REPRESENTATIONS AND WARRANTIES. Each party to this Agreement represents and warrants that it has the power and authority to enter into and perform the obligations set forth in this Agreement. You further warrant that all End Users to whom You give access to the Service are credentialed nurses, nursing students or other healthcare professionals.
DISCLAIMER OF WARRANTIES. APART FROM THE WARRANTIES SET FORTH IN SECTION 8 ABOVE, TO THE MAXIMUM EXTENT ALLOWABLE BY LAW, COMPANY DISCLAIMS ALL WARRANTIES, EXPRESS OR IMPLIED, INCLUDING ANY IMPLIED WARRANTY OF MERCHANTABILITY OR FITNESS FOR A PARTICULAR PURPOSE, NON-INFRINGEMENT, OR DATA SECURITY. COMPANY DOES NOT WARRANT THAT THE SERVICE WILL MEET ALL OF YOUR REQUIREMENTS OR THE REQUIREMENTS OF YOUR END USERS, OR THAT THE SERVICE WILL BE UNINTERRUPTED OR ERROR FREE, OR THAT ALL DEFECTS IN THE SERVICE WILL BE CORRECTED.
LIMITATION ON LIABILITY. COMPANY SHALL HAVE NO LIABILITY WHATSOEVER TO YOUR END USERS, AND SHALL HAVE NO LIABILITY TO YOU FOR THE ACTS OR OMISSIONS OF YOUR END USERS. IN NO EVENT SHALL LICENSOR BE LIABLE FOR ANY INDIRECT, SPECIAL, CONSEQUENTIAL OR PUNITIVE DAMAGES IN CONNECTION WITH OR ARISING OUT OF THIS AGREEMENT, EVEN IF LICENSOR HAS BEEN ADVISED OF THE POSSIBILITY OF SUCH DAMAGES, OR FOR ANY UNAUTHORIZED USE OR MODIFICATION OF THE SERVICES. COMPANY’S AGGREGATE AND CUMULATIVE LIABILITY FOR DAMAGES SHALL IN NO EVENT EXCEED THE AMOUNT OF FEES PAID BY YOU DURING THE TWELVE MONTH PERIOD IMMEDIATELY PRECEDING THE INITIATION OF ANY CLAIM FOR DAMAGES.
LIMITATION FOR CLAIMS. All claims against Company must be instituted within one (1) year of the act or omission by Company from which such claim arises.
RESERVATION RIGHTS. Any rights not expressly granted herein are reserved by Company.
In the event any one or more of the provisions contained herein shall for any reason be held to be unenforceable in any respect under the law of any state having competent jurisdiction or the United States of America, such unenforceability shall not affect any other provision, and the unaffected provision shall then be construed as if such unenforceable provision or provisions had never been contained herein.

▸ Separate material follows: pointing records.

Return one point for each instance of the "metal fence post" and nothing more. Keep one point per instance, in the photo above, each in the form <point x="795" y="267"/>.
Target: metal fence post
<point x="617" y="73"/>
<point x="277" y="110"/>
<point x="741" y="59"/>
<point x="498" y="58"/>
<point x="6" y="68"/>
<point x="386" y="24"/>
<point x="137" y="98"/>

This Agreement may not be released, discharged, altered, amended, modified or renewed except by a writing signed by duly authorized representatives of each of the parties. Failure of either party to complain of any act or omission of the other party shall not be deemed to be a waiver of any rights under this Agreement.
This Agreement does not create a partnership, franchise, joint venture, agency, or fiduciary relationship between the parties. Both parties are independent contractors. There are no third-party beneficiaries to this Agreement.
This Agreement shall be governed, construed, and enforced in accordance with rules and laws of the United States of America and the State of Tennessee. The parties agree to the exclusive jurisdiction of the courts located in Davidson County, Tennessee.
This Agreement will bind and inure to the benefit of the parties, their respective successors and assigns.
All notices between the parties shall be in writing (which shall include e-mail) and shall be delivered, if to Customer at the email address(es) for the Administrator Account, and if to Company, to Nurse Backpack, LLC, 311 White Bridge Road, Suite D, Nashville TN 37209, email@example.com, with a copy to: Nurse Backpack Legal, c/o of Aaron Sanders PLLC; firstname.lastname@example.org.
This Agreement, together with the Terms of Service and any and all Exhibits or attachments, constitutes the entire agreement between the parties with respect to the subject matter hereof and supersedes all previous oral or written agreements between the parties. In the event of conflicts between the documents, the order of precedence shall be: (1) this Agreement, and (2) any other Software documentation.